Fisco: paga il contribuente per l’errore del commercialista

Redazione 10/05/12

Anna Costagliola

Il contribuente risponde del reato di omessa dichiarazione IVA anche se la mancata trasmissione dei dati al fisco sia imputabile a negligenza del commercialista. È questo il principio affermato nella sentenza n. 16958 dell’8 maggio 2012 con cui la Corte di Cassazione ha confermato la condanna per il reato di cui all’art. 5 del D.Lgs. 74/2000 inflitta dalla Corte d’Appello al legale rappresentante di una società per aver omesso di presentare le prescritte dichiarazioni IVA per i periodi di imposta relativi agli anni 1999, 2000, 2002 e 2003. L’imputato era ricorso in Cassazione allegando il difetto dell’elemento soggettivo del reato in questione, in quanto l’omessa trasmissione delle dichiarazioni era dovuta «a colpa e/o negligenza del proprio commercialista», cui era stata affidata per quegli anni la tenuta della contabilità.
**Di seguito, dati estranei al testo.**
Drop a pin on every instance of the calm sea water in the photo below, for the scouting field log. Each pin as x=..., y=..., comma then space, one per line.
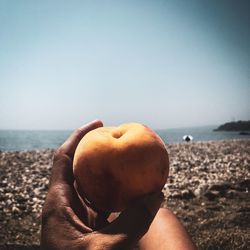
x=34, y=139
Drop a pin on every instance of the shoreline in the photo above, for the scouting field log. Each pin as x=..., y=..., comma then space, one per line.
x=208, y=189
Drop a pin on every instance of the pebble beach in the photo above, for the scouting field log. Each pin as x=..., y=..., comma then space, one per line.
x=208, y=189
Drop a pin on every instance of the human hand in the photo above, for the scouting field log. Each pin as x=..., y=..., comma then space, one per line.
x=70, y=223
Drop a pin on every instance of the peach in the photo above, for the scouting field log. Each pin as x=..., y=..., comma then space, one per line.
x=114, y=166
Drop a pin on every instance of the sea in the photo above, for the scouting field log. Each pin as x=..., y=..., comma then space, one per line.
x=16, y=140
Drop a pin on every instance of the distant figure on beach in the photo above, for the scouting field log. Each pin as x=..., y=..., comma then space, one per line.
x=187, y=138
x=69, y=223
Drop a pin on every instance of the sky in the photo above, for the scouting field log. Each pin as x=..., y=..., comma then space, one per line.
x=165, y=64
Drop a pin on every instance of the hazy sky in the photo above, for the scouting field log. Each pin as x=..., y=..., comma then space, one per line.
x=163, y=63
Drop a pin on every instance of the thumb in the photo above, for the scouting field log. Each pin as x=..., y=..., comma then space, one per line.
x=134, y=222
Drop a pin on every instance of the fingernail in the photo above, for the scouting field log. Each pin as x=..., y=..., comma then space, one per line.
x=153, y=202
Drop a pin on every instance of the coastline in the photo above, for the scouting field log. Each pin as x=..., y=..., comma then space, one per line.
x=208, y=189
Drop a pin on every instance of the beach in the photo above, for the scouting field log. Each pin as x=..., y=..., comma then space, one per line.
x=208, y=189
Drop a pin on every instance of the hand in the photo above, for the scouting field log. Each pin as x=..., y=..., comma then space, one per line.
x=69, y=223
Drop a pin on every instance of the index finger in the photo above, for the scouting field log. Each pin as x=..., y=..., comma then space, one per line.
x=69, y=146
x=62, y=171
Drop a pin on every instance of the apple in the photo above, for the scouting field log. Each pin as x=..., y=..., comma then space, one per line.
x=114, y=166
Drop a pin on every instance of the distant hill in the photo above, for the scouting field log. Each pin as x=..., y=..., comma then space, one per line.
x=234, y=126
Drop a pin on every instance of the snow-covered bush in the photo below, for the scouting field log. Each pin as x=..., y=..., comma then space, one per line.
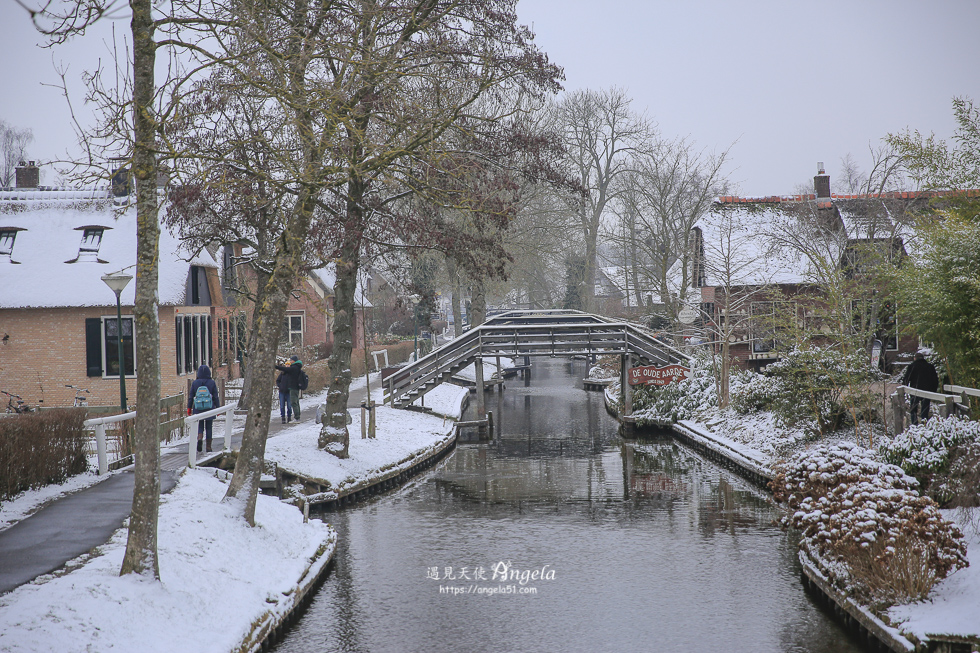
x=823, y=385
x=942, y=455
x=676, y=401
x=867, y=523
x=752, y=393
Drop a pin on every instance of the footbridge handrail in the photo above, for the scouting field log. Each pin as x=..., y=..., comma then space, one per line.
x=529, y=333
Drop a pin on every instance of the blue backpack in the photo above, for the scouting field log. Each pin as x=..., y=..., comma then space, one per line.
x=202, y=399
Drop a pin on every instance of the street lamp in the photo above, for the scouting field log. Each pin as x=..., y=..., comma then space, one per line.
x=116, y=282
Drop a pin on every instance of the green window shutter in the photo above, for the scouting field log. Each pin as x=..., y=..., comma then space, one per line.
x=93, y=346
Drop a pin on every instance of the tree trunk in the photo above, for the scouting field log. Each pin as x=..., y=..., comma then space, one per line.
x=244, y=485
x=245, y=401
x=141, y=545
x=456, y=296
x=334, y=436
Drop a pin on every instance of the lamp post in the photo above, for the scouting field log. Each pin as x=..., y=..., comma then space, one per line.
x=116, y=282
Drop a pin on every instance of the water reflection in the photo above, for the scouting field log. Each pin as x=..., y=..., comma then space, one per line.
x=652, y=547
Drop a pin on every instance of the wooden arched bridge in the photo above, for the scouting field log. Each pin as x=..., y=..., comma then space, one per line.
x=530, y=333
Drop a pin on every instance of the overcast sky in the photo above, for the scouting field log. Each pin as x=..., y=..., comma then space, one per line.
x=784, y=83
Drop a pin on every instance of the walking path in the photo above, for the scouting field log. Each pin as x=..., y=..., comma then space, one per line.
x=77, y=523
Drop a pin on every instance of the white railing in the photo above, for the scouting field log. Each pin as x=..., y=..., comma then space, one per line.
x=227, y=410
x=98, y=423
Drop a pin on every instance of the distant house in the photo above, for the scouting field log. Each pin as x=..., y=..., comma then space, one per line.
x=58, y=324
x=770, y=281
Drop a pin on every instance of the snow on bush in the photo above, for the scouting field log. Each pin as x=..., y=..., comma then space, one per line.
x=866, y=519
x=676, y=401
x=942, y=455
x=607, y=367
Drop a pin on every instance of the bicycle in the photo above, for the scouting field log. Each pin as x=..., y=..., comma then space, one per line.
x=21, y=405
x=80, y=399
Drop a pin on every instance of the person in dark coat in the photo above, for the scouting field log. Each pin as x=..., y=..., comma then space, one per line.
x=205, y=425
x=921, y=375
x=290, y=379
x=285, y=407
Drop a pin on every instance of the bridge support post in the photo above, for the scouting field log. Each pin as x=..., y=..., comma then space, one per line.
x=372, y=420
x=481, y=400
x=898, y=410
x=627, y=388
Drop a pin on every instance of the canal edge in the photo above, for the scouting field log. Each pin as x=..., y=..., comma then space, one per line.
x=401, y=472
x=872, y=629
x=271, y=625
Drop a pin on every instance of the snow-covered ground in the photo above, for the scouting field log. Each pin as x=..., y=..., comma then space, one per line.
x=28, y=502
x=401, y=436
x=953, y=606
x=218, y=576
x=489, y=369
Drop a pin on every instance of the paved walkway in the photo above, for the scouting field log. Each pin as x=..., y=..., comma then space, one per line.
x=77, y=523
x=67, y=528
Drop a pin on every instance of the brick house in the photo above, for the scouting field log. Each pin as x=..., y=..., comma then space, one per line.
x=775, y=284
x=58, y=322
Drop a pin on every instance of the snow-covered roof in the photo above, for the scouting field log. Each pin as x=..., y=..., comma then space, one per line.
x=55, y=262
x=741, y=234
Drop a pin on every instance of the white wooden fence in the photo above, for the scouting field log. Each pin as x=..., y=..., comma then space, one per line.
x=98, y=424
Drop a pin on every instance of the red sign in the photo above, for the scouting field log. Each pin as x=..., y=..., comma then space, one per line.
x=651, y=375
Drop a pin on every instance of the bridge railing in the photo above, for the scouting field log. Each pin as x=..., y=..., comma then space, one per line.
x=228, y=410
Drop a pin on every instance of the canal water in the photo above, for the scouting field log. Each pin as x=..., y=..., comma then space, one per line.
x=561, y=536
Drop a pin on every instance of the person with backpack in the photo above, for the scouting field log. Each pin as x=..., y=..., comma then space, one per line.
x=294, y=379
x=203, y=397
x=285, y=407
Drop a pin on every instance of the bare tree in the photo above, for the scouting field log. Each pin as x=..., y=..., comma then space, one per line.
x=13, y=150
x=736, y=262
x=941, y=165
x=601, y=131
x=668, y=190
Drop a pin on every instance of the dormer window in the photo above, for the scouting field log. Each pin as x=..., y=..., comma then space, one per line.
x=7, y=237
x=91, y=239
x=88, y=249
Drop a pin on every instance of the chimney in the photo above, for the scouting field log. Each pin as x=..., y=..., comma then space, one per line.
x=27, y=174
x=821, y=183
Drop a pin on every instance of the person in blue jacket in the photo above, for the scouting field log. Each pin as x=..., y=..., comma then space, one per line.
x=291, y=374
x=197, y=403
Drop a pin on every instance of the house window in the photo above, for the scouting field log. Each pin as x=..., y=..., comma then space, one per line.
x=102, y=346
x=193, y=342
x=197, y=287
x=91, y=239
x=885, y=327
x=292, y=331
x=110, y=348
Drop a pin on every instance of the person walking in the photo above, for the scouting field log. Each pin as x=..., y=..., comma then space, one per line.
x=921, y=375
x=285, y=407
x=291, y=380
x=203, y=397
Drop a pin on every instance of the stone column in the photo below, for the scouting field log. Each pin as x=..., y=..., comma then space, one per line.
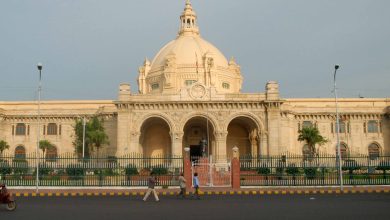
x=220, y=146
x=187, y=167
x=273, y=120
x=134, y=142
x=236, y=168
x=177, y=142
x=253, y=138
x=123, y=133
x=264, y=145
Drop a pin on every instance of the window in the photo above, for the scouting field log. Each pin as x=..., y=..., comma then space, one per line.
x=226, y=85
x=51, y=154
x=373, y=151
x=20, y=152
x=372, y=126
x=20, y=129
x=52, y=129
x=306, y=152
x=342, y=128
x=189, y=82
x=155, y=86
x=343, y=151
x=307, y=124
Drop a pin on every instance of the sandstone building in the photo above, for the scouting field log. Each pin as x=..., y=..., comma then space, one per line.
x=191, y=93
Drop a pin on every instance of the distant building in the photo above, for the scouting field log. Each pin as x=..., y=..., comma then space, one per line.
x=190, y=96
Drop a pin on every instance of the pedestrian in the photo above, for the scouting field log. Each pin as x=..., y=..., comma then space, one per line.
x=182, y=184
x=195, y=181
x=152, y=180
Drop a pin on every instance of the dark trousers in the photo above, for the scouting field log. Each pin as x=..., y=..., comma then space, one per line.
x=196, y=194
x=182, y=192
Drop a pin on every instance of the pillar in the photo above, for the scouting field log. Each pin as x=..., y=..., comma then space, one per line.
x=236, y=168
x=177, y=142
x=220, y=146
x=187, y=167
x=264, y=144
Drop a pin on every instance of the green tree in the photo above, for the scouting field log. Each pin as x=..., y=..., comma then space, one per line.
x=3, y=146
x=311, y=136
x=45, y=145
x=95, y=136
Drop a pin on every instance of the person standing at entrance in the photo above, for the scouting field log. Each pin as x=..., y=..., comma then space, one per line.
x=195, y=181
x=182, y=184
x=151, y=183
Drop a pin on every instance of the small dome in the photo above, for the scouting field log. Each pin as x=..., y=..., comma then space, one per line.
x=188, y=50
x=189, y=61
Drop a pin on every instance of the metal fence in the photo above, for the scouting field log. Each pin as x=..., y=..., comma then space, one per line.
x=68, y=170
x=321, y=170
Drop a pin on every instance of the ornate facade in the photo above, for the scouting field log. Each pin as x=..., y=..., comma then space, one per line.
x=190, y=96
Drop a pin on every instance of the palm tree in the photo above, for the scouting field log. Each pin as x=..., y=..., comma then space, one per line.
x=96, y=135
x=3, y=146
x=45, y=145
x=311, y=136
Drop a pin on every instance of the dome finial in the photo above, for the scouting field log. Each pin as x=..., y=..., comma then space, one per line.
x=188, y=21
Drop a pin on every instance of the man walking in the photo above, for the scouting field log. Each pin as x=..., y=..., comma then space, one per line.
x=182, y=184
x=195, y=181
x=151, y=183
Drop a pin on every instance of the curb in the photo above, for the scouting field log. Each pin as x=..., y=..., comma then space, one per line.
x=240, y=192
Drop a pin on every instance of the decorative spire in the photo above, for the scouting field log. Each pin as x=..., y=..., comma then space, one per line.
x=188, y=20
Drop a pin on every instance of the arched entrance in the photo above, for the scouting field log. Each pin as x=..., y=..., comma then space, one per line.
x=155, y=138
x=199, y=137
x=243, y=133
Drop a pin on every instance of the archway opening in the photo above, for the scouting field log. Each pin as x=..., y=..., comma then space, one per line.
x=199, y=137
x=243, y=133
x=155, y=138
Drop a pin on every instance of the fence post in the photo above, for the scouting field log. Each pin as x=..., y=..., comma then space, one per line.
x=235, y=169
x=187, y=167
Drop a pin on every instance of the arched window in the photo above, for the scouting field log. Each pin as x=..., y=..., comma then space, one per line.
x=307, y=124
x=372, y=126
x=374, y=151
x=51, y=154
x=306, y=152
x=20, y=129
x=155, y=86
x=52, y=129
x=343, y=151
x=20, y=152
x=226, y=85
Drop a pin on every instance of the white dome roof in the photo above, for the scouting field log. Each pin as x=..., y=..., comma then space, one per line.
x=188, y=49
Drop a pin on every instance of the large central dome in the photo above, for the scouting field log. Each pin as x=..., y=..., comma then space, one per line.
x=188, y=50
x=187, y=61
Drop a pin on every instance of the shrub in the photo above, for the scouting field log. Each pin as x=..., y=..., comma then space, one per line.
x=131, y=170
x=310, y=172
x=43, y=171
x=75, y=171
x=263, y=170
x=20, y=166
x=292, y=169
x=4, y=168
x=160, y=171
x=351, y=165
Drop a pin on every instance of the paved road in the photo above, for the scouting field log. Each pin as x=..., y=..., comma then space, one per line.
x=348, y=206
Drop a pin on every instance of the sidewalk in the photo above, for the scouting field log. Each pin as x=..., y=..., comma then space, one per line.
x=47, y=192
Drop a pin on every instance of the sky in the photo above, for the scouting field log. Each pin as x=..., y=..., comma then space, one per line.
x=89, y=47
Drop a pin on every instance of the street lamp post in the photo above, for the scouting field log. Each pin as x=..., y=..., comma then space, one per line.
x=338, y=159
x=39, y=66
x=83, y=137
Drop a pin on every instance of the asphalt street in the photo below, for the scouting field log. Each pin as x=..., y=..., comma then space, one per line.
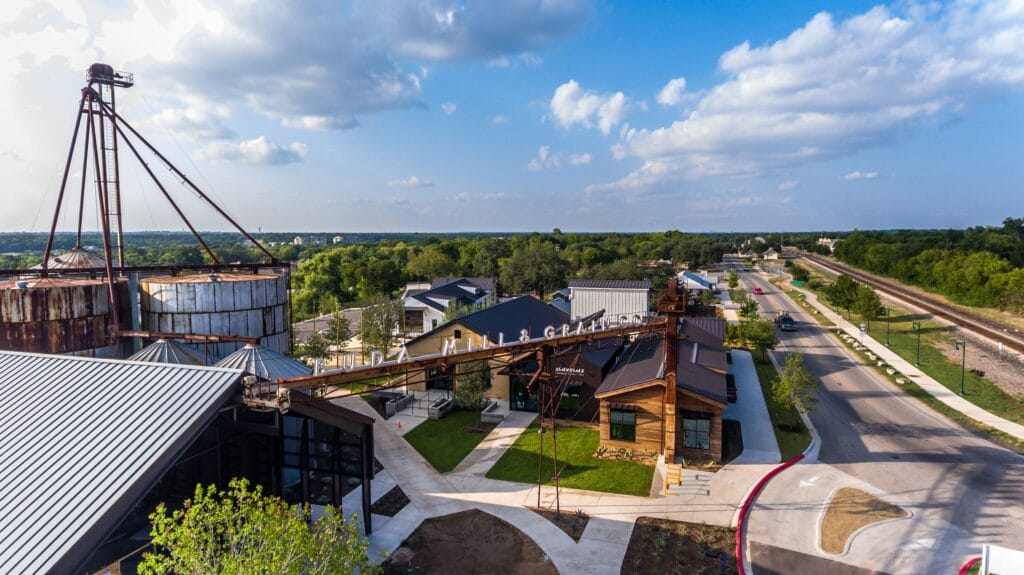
x=962, y=489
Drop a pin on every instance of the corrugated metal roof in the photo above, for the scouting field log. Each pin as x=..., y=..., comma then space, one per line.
x=76, y=258
x=166, y=351
x=611, y=283
x=86, y=441
x=264, y=363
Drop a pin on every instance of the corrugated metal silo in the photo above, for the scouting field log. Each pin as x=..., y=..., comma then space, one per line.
x=55, y=315
x=220, y=304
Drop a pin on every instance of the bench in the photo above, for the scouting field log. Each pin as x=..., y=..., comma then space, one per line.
x=489, y=413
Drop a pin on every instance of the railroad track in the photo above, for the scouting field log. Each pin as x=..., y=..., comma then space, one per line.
x=1009, y=336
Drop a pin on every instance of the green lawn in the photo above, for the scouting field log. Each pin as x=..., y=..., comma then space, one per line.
x=442, y=442
x=580, y=470
x=934, y=338
x=795, y=438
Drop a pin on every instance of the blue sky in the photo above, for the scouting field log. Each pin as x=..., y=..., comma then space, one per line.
x=586, y=116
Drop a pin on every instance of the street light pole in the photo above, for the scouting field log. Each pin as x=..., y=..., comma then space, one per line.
x=887, y=325
x=916, y=327
x=962, y=345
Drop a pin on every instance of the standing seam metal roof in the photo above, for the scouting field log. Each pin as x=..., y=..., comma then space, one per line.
x=90, y=441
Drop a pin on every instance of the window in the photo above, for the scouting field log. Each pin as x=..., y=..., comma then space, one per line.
x=696, y=431
x=623, y=424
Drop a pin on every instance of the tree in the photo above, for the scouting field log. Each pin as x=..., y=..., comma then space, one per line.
x=316, y=346
x=538, y=267
x=867, y=304
x=381, y=323
x=431, y=263
x=796, y=384
x=338, y=329
x=800, y=273
x=472, y=380
x=842, y=293
x=241, y=531
x=760, y=334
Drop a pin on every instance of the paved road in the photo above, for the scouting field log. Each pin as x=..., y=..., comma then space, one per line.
x=962, y=489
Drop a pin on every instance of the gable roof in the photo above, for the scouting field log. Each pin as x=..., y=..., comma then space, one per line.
x=168, y=351
x=610, y=283
x=524, y=312
x=73, y=465
x=461, y=290
x=695, y=278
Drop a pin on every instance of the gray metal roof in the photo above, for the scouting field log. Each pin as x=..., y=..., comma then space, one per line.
x=264, y=363
x=611, y=283
x=166, y=351
x=85, y=440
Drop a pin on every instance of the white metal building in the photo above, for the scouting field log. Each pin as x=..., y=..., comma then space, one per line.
x=616, y=297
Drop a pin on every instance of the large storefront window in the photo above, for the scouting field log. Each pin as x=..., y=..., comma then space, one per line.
x=623, y=424
x=696, y=431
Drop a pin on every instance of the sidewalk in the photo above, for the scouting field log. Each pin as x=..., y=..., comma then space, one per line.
x=934, y=388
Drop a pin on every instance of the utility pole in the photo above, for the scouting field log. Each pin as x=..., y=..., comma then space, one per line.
x=961, y=345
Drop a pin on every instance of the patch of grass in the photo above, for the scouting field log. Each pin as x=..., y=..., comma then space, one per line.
x=850, y=510
x=791, y=433
x=578, y=467
x=934, y=337
x=442, y=442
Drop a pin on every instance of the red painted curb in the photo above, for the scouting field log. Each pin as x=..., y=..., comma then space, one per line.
x=750, y=500
x=969, y=565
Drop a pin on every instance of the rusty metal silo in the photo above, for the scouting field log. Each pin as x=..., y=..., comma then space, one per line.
x=56, y=315
x=222, y=304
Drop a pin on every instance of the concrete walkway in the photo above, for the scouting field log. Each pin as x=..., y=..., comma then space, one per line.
x=928, y=384
x=611, y=517
x=752, y=411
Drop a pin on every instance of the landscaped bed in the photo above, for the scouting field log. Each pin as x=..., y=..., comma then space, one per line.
x=445, y=442
x=579, y=468
x=662, y=546
x=791, y=433
x=470, y=541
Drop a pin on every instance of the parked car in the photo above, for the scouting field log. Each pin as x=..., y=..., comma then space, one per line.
x=786, y=323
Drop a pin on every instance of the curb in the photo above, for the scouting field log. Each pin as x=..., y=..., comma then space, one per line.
x=967, y=566
x=749, y=500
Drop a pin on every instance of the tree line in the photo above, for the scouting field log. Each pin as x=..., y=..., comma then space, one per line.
x=978, y=266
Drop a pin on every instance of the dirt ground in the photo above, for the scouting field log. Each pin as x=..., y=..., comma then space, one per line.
x=662, y=546
x=571, y=523
x=438, y=545
x=850, y=510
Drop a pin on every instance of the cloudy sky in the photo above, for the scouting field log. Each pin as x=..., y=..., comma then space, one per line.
x=528, y=115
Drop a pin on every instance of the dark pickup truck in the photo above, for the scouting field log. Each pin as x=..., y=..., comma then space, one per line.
x=786, y=323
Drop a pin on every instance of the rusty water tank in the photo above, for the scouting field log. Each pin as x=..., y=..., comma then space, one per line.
x=55, y=315
x=219, y=304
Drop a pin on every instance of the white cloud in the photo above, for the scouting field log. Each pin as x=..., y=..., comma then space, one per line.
x=580, y=159
x=673, y=93
x=194, y=123
x=411, y=181
x=257, y=151
x=573, y=104
x=858, y=175
x=547, y=160
x=543, y=160
x=833, y=88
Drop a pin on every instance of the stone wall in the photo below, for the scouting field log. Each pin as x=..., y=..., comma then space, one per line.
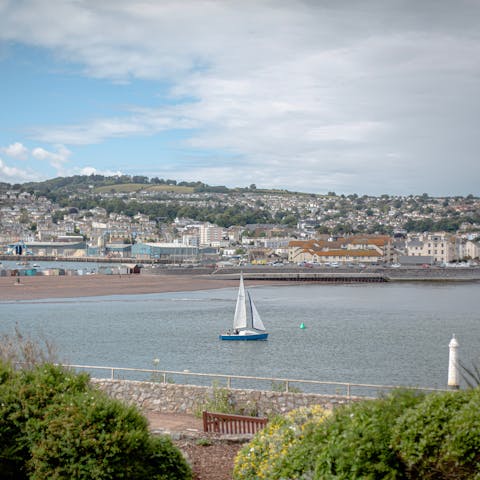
x=173, y=398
Ai giudici di legittimità le censure dedotte dal ricorrente sono apparse del tutto generiche e infondate, perché in contrasto con quanto accertato e congruamente motivato dai giudici del merito. Peraltro, ad ulteriore motivo del rigetto della impugnazione proposta, gli Ermellini sottolineano come l’affidamento ad un commercialista del mandato a trasmettere per via telematica la dichiarazione dei redditi alla competente Agenzia delle Entrate non esoneri il soggetto obbligato alla dichiarazione dei redditi a vigilare affinché tale mandato sia puntualmente adempiuto. Dunque ricorrono entrambi gli elementi, oggettivo e soggettivo, del reato imputato, ad onta dell’eventuale colpa o negligenza del commercialista per il mancato e tempestivo invio dei dati al fisco. Tanto è valso a dichiarare inammissibile il ricorso, con condanna dell’imputato alla rifusione delle spese di lite, salva, in ogni caso, sul piano civilistico, la possibilità di chiamare in causa il professionista che ha sbagliato per ottenere il risarcimento del danno.